In some form or another this question has been asked thousands of times during the last three weeks. Packer fans demand answers. Hearing none, they demand the heads of Capers, McCarthy and Thompson on a platter. The answer is so simple, so clear, but no one wants to admit it.
Injuries have finally caught up with the Packers.
Maybe this isn’t a newsflash to most fans, but it seems everyone from television analysts to casual fans are not willing to admit that the Packers are struggling because, simply, they’re not healthy enough.

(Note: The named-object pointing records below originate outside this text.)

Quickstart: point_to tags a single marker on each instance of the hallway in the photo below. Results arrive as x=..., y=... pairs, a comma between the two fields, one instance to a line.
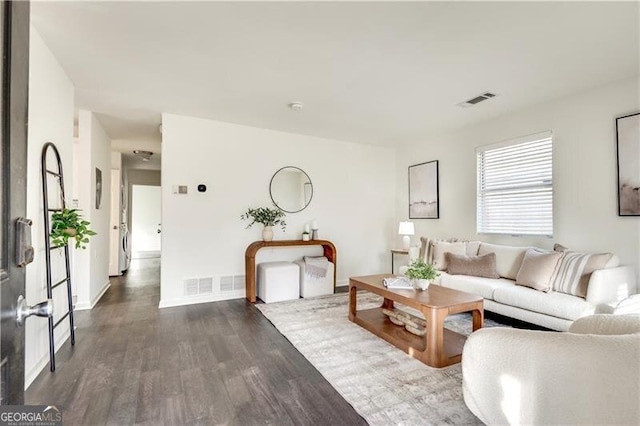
x=214, y=363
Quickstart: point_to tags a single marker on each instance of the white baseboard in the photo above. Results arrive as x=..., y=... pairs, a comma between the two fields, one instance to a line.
x=193, y=300
x=85, y=305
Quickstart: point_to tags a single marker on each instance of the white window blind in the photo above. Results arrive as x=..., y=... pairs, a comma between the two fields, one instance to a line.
x=515, y=187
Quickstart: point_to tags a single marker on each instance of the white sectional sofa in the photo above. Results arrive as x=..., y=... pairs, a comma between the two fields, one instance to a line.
x=606, y=286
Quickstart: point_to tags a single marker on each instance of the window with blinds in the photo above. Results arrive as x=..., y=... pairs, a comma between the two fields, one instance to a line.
x=515, y=187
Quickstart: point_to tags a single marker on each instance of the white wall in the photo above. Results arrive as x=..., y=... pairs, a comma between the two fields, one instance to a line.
x=92, y=264
x=203, y=236
x=584, y=167
x=146, y=218
x=50, y=119
x=137, y=177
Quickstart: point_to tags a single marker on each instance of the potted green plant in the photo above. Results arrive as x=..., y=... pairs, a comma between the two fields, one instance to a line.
x=266, y=216
x=69, y=223
x=421, y=273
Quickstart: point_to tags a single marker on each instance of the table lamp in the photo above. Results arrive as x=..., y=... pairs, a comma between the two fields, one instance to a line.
x=406, y=229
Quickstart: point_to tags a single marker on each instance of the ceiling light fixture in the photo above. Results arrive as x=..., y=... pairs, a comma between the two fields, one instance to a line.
x=143, y=155
x=296, y=106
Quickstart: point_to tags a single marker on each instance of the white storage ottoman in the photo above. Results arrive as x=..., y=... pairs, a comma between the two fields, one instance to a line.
x=315, y=286
x=278, y=281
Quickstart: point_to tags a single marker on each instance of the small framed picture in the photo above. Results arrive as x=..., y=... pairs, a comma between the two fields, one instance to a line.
x=628, y=146
x=424, y=191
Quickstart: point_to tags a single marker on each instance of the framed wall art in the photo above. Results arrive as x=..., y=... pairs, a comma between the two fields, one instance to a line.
x=424, y=194
x=628, y=147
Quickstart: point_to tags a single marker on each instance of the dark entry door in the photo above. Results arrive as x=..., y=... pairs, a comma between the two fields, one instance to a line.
x=14, y=40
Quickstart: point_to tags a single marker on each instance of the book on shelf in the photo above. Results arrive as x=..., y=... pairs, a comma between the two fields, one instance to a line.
x=397, y=282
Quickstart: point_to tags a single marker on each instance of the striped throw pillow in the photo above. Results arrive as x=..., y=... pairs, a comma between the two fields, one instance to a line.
x=574, y=271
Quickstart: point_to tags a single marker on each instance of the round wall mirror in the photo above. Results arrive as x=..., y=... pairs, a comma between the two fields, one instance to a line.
x=291, y=189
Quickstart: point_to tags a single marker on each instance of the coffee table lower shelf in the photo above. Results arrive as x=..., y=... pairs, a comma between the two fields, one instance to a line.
x=379, y=324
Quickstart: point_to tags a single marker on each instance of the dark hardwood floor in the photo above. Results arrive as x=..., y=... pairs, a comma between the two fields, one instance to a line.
x=214, y=363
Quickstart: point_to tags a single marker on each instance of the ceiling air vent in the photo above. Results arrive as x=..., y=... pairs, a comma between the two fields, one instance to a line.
x=477, y=99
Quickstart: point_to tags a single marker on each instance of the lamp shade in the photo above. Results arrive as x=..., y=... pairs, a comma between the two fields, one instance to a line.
x=406, y=228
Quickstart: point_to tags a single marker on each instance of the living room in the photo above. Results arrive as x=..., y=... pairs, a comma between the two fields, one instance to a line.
x=573, y=73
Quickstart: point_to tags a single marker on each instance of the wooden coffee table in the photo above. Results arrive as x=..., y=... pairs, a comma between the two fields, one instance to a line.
x=439, y=347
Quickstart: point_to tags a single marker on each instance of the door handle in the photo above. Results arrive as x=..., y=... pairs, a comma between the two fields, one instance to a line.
x=23, y=310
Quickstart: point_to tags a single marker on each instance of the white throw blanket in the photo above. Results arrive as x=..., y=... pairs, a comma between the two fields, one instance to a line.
x=316, y=267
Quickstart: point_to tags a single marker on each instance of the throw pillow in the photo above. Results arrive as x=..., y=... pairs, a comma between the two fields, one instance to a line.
x=537, y=269
x=426, y=247
x=574, y=271
x=508, y=258
x=477, y=266
x=442, y=247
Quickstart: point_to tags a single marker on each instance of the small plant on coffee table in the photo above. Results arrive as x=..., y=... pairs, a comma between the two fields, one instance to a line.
x=420, y=270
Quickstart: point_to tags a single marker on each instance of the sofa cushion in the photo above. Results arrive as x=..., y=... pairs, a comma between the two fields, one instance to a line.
x=574, y=271
x=538, y=268
x=555, y=304
x=440, y=248
x=472, y=248
x=476, y=285
x=508, y=258
x=477, y=266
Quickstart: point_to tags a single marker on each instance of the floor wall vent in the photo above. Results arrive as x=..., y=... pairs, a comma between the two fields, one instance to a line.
x=197, y=286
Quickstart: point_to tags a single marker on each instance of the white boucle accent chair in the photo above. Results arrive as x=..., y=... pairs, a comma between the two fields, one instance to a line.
x=589, y=375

Randal Cobb, Jermichael Finley, Brian Bulaga, Sam Shields, Casey Hayward, and a fellow named Aaron Rodgers were among just some of the injured players unable to play in the Giants game. Missing any one of them (and make no mistake, these are all significant contributors) would cause difficulty for a head coach. Lose all of them and winning becomes a Herculean effort.
The Packers have had legitimate question marks since camp broke for the regular season. Many were concerned about the play of the safeties, and safety play has been sub par. The real issue, though, is offensive production. With Finley, Cobb and Rodgers missing, the Packers production has dropped off significantly. In the first seven games of the season, the Packers’ offense averaged 30.3 points per game. In the last three, they have averaged just 15.3. There isn’t a defense in the NFL that can win consistently with that kind of production on the other side of the ball.

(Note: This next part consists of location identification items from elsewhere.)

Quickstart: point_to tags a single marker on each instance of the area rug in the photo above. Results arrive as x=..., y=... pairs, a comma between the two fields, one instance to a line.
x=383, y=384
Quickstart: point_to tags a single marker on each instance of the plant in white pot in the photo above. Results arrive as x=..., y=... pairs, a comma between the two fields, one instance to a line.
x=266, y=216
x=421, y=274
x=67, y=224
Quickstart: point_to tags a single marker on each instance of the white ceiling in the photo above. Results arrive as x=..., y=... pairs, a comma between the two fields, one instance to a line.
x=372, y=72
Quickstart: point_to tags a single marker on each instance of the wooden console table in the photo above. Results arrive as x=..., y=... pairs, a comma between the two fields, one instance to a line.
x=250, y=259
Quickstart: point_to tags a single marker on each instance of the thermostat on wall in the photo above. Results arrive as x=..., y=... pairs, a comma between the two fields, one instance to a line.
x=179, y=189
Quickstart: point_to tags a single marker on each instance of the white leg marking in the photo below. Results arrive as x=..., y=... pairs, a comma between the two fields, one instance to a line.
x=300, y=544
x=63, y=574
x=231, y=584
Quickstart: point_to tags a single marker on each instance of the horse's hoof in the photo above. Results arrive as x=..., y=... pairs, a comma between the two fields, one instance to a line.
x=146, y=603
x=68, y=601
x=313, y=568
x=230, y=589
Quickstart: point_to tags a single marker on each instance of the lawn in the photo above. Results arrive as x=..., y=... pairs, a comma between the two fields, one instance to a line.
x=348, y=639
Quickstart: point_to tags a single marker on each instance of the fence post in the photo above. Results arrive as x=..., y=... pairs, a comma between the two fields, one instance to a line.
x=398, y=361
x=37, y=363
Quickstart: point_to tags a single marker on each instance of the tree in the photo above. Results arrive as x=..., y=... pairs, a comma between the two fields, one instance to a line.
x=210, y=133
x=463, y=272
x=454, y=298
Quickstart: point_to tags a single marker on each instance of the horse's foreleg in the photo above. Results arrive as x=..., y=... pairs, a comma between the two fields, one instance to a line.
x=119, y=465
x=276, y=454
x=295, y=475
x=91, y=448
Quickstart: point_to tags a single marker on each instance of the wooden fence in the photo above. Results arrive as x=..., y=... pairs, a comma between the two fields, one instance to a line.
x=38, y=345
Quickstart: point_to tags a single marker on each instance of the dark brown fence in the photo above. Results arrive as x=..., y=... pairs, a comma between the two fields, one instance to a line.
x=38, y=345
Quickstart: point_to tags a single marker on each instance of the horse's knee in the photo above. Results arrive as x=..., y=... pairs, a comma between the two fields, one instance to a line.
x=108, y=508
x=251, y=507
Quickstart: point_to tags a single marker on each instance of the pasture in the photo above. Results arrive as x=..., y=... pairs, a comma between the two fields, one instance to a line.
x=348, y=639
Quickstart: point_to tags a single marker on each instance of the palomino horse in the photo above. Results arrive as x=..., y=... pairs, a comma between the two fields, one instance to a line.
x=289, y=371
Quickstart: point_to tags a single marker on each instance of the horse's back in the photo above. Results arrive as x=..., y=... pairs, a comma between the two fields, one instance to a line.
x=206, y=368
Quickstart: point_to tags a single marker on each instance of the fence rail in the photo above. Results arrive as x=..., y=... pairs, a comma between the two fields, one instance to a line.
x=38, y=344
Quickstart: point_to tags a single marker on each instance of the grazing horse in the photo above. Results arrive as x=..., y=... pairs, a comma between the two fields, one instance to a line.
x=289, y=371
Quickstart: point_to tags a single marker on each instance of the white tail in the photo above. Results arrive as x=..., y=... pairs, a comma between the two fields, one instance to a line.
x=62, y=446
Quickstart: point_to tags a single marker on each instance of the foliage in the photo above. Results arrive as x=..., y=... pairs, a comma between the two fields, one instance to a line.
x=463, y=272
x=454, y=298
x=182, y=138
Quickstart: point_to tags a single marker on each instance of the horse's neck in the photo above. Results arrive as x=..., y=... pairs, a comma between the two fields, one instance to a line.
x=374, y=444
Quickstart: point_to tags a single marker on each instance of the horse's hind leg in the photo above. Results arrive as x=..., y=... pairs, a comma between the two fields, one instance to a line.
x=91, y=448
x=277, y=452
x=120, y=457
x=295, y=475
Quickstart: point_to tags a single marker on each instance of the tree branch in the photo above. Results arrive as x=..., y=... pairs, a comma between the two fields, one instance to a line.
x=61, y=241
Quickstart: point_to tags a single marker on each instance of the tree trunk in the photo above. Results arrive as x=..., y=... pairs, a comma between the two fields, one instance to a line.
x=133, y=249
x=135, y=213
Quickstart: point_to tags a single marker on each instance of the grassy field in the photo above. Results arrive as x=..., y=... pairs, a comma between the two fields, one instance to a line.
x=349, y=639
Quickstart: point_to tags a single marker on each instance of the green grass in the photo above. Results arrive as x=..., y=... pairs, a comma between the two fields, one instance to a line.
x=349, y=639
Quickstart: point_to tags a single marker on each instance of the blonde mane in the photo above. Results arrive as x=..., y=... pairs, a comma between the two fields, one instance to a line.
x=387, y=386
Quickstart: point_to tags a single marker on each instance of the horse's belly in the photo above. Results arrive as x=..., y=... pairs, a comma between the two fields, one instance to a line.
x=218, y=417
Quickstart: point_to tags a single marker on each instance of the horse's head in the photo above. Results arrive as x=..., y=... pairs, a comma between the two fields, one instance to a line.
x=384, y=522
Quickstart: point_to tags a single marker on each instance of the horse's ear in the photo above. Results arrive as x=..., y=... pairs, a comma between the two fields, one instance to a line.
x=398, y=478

The running game that was dominant has sputtered. The reason? Injuries. Sure, Eddie Lacy is healthy, but with injuries on the offensive line, and in the passing game, running has become much more difficult. As Rob Demovsky of ESPN reported, before Rodgers’ injury, the Packers faced seven or more players in the box on just 25.5 percent of plays. Since Rodgers’ injury, that number has skyrocketed to 48.4 percent of snaps. Predictably, Lacy had just 1.9 yards per carry against the Giants.

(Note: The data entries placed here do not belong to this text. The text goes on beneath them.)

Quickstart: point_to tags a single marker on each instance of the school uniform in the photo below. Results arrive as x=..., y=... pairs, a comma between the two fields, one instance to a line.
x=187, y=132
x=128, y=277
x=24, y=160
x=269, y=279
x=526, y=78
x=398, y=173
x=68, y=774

Despite the mounting injuries, fans demand answers. Some demand firings. Much of this might come from McCarthy’s own “next man up” philosophy. He has convinced many fans that the Packers should be an elite team no matter who is wearing the uniform. Realistically, though, that can’t be the case.
It might be time for Packers fans to admit that injuries are taking their toll. It’s simply impossible for any NFL front office to prepare a team to lose this many play makers. While it doesn’t mean the team can’t make a playoff run, it does mean that no matter how great, McCarthy, Thompson, and even the vilified Capers, can’t be held completely responsible for this losing streak.